Tuesday, August 25, 2009
Dozens killed in Kandahar bombing
A car bomb explosion in the southern Afghan city of Kandahar has left about 40 people dead.
Tuesday's blast came as official preliminary results for last week's presidential elections were released, giving incumbent Hamid Karzai a slight lead over nearest rival Abdullah Abdullah.
Police said the blast on Tuesday was a suicide attack near a wedding hall in a residential area of the city.
Two hospitals said 90 people were injured in the blast.
Al Jazeera's James Bays, reporting from the capital, Kabul, said all the dead were civilians - many women and children among them – and the wedding hall was destroyed.
"Kandahar is the capital of a province that is one of the most violent in Afghanistan," he said.
"It was a massive blast that could be heard by people across the city. It has caused widespread devastation in the centre of the city. It is a largely residential area that has been devastated by this bomb blast."
The bomb went off shortly after dusk fell and people were breaking their Ramadan fast.
Ahmed Wali Karzai, a representative of Kandahar provincial council, told Al Jazeera: "There are still some people trapped. We have people trying to get them out of the rubble."
Agha Lalai, another council member, said the blast "felt like an earthquake. The power went off and there was a huge explosion".

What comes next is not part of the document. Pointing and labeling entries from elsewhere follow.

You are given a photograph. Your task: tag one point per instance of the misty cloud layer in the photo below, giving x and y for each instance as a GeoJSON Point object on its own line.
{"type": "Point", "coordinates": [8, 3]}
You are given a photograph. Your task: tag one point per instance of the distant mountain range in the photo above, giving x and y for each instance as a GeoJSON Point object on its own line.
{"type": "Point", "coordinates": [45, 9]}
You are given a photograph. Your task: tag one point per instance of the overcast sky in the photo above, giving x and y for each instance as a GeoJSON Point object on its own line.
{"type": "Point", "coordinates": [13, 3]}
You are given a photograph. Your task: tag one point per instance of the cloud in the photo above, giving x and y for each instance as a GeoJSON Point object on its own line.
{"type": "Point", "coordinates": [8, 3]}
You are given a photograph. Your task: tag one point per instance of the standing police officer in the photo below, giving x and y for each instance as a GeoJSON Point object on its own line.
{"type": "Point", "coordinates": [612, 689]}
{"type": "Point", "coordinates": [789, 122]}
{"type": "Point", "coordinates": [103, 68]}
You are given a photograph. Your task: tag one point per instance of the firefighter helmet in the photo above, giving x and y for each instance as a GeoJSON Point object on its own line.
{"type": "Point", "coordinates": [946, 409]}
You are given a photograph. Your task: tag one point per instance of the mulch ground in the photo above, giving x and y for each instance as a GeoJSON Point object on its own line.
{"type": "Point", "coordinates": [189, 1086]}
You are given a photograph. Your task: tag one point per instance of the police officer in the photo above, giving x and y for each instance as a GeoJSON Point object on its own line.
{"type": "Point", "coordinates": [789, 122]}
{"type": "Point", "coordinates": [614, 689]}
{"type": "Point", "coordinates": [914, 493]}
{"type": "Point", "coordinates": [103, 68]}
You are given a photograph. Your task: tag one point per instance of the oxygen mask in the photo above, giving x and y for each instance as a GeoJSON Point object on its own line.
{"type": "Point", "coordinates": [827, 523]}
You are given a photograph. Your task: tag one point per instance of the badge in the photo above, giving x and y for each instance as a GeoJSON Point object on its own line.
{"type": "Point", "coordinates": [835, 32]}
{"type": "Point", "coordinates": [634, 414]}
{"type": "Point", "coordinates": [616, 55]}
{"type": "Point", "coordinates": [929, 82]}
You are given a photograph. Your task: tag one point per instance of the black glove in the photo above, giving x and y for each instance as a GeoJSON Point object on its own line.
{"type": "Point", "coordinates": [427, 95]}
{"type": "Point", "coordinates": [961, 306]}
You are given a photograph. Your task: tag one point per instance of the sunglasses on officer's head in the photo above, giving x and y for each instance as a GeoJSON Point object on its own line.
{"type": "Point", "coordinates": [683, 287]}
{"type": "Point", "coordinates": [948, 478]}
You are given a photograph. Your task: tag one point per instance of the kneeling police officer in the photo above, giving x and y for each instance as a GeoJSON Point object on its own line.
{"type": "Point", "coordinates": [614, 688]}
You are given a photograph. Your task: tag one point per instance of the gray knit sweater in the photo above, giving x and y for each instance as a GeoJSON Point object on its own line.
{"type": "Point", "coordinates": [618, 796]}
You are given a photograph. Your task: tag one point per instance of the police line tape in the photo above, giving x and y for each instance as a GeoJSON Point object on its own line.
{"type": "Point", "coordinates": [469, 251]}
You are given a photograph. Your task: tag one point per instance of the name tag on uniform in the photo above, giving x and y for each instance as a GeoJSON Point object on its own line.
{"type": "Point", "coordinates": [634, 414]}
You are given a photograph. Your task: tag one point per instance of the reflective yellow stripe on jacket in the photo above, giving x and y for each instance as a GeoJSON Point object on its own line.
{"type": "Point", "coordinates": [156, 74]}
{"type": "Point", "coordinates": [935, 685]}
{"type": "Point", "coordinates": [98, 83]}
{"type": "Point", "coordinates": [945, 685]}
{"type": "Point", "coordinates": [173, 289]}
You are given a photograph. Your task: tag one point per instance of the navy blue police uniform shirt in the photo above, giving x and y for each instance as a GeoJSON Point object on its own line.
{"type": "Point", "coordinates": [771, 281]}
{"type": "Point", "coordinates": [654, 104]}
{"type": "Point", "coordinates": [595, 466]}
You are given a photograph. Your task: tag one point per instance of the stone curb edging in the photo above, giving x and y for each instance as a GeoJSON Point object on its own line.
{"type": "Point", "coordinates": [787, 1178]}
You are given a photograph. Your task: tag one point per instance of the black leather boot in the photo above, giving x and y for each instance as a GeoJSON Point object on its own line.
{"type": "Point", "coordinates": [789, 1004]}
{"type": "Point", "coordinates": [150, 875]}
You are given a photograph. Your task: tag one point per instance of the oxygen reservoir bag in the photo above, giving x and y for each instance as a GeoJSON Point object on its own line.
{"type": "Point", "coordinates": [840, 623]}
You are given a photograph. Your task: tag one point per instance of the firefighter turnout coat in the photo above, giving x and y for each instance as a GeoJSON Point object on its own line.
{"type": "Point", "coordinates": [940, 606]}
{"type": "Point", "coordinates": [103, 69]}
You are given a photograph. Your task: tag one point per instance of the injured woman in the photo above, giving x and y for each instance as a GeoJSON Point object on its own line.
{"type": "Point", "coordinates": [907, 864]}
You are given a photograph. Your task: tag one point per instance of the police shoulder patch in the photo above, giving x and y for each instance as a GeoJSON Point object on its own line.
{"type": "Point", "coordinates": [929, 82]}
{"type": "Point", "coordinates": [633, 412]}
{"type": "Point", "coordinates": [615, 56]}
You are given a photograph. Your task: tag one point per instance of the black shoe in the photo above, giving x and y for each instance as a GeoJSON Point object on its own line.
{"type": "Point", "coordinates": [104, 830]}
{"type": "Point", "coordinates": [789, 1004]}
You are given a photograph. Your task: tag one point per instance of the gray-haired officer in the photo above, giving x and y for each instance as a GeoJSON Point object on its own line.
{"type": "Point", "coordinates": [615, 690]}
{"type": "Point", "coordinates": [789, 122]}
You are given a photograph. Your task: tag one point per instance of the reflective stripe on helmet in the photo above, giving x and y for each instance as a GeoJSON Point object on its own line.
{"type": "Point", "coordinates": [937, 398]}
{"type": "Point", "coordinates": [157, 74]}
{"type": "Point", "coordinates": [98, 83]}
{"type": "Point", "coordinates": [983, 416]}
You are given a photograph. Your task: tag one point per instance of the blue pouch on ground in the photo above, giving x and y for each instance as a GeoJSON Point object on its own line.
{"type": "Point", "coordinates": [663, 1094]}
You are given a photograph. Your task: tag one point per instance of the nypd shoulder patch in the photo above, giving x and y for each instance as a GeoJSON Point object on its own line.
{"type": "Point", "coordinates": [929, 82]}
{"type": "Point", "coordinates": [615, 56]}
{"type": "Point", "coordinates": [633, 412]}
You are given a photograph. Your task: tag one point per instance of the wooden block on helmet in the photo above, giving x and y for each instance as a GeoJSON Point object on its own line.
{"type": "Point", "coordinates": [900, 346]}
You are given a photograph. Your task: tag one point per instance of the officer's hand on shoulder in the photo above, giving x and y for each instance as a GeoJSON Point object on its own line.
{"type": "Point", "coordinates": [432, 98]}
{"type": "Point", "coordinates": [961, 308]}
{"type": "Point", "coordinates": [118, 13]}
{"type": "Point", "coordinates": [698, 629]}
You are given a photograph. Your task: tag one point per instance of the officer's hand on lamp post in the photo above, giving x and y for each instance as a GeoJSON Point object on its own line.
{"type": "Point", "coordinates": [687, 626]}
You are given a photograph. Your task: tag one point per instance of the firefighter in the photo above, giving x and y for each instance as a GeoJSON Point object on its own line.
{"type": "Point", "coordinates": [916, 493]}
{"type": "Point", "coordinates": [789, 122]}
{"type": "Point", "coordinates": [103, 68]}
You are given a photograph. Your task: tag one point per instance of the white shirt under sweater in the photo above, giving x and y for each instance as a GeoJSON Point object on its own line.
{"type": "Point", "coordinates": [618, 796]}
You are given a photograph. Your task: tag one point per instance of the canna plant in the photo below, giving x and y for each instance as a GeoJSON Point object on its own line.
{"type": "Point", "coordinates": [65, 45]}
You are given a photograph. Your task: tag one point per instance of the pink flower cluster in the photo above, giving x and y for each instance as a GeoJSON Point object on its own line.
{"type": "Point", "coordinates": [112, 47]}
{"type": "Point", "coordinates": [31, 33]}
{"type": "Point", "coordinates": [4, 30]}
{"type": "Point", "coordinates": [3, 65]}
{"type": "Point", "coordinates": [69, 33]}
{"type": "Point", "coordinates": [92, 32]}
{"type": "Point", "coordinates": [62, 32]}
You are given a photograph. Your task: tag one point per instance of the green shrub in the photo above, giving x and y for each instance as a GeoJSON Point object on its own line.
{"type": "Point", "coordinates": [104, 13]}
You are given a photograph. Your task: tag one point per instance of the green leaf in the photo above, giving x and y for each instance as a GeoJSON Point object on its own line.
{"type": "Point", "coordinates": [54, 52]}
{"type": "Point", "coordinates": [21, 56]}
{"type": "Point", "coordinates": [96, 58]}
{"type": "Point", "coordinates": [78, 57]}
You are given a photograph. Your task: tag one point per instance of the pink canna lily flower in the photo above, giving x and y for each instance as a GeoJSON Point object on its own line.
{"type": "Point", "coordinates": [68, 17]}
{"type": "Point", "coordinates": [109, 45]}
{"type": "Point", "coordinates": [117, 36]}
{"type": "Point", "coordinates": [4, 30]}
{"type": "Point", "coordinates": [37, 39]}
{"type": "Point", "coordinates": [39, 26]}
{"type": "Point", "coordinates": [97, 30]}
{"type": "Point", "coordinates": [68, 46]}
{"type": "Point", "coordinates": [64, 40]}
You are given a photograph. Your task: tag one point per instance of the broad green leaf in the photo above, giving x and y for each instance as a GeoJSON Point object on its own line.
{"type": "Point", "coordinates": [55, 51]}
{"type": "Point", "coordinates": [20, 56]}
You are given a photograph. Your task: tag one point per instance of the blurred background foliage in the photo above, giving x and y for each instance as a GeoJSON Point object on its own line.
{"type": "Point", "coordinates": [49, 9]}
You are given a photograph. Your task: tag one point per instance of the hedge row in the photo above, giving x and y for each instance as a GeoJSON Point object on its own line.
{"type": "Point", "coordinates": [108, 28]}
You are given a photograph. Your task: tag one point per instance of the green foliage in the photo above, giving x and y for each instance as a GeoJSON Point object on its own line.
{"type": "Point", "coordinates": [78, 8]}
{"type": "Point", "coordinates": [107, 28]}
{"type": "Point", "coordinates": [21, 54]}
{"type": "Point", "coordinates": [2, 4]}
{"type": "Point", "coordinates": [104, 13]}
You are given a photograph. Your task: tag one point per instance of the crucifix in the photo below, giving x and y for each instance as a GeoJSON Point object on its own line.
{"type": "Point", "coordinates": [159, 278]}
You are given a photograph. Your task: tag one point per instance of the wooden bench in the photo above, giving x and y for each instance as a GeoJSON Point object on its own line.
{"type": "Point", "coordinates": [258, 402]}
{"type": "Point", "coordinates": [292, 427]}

The bomb went off near a guest house frequented by foreigners, the Kandahar provincial intelligence headquarters and just 800m from the local UN offices.
"The staff is good, everybody is safe," Samad Khaydarov, head of the UN assistance mission in Afghanistan.
"Our offices, our guesthouses, are safe. ... Unfortunately, security is not so good in Kandahar."
Fazel Ahmad Shairzad, the deputy Kandahar police chief, said police did not yet know what the target was and were investigating.
There was no immediate claim of responsibility but a government spokesman blamed the attack on Taliban-linked groups.
Kandahar is the biggest city in southern Afghanistan, an area where Taliban fighters battling the Western-backed government continue to have strongholds.
The city was the powerbase of the former Taliban government, which was ousted from power in Afghanistan by US-led troops in 2001 and replaced with Karzai's Western-backed administration.
The Taliban have struck repeatedly in recent weeks in a bloody countdown to nationwide elections last week, only the second time that war-weary Afghans have voted for a president in their history.
Earlier on Tuesday, four US soldiers operating with Nato were killed in a bomb blast in the south of the country.
The US military said the soldiers had been killed by an improvised explosive device.
The deaths make August the second most deadly month for US troops in Afghanistan since the 2001 invasion so far.
Also on Tuesday, a British soldier who was wounded while on patrol on August 15 in Helmand province, died in hospital, the British defence ministry said.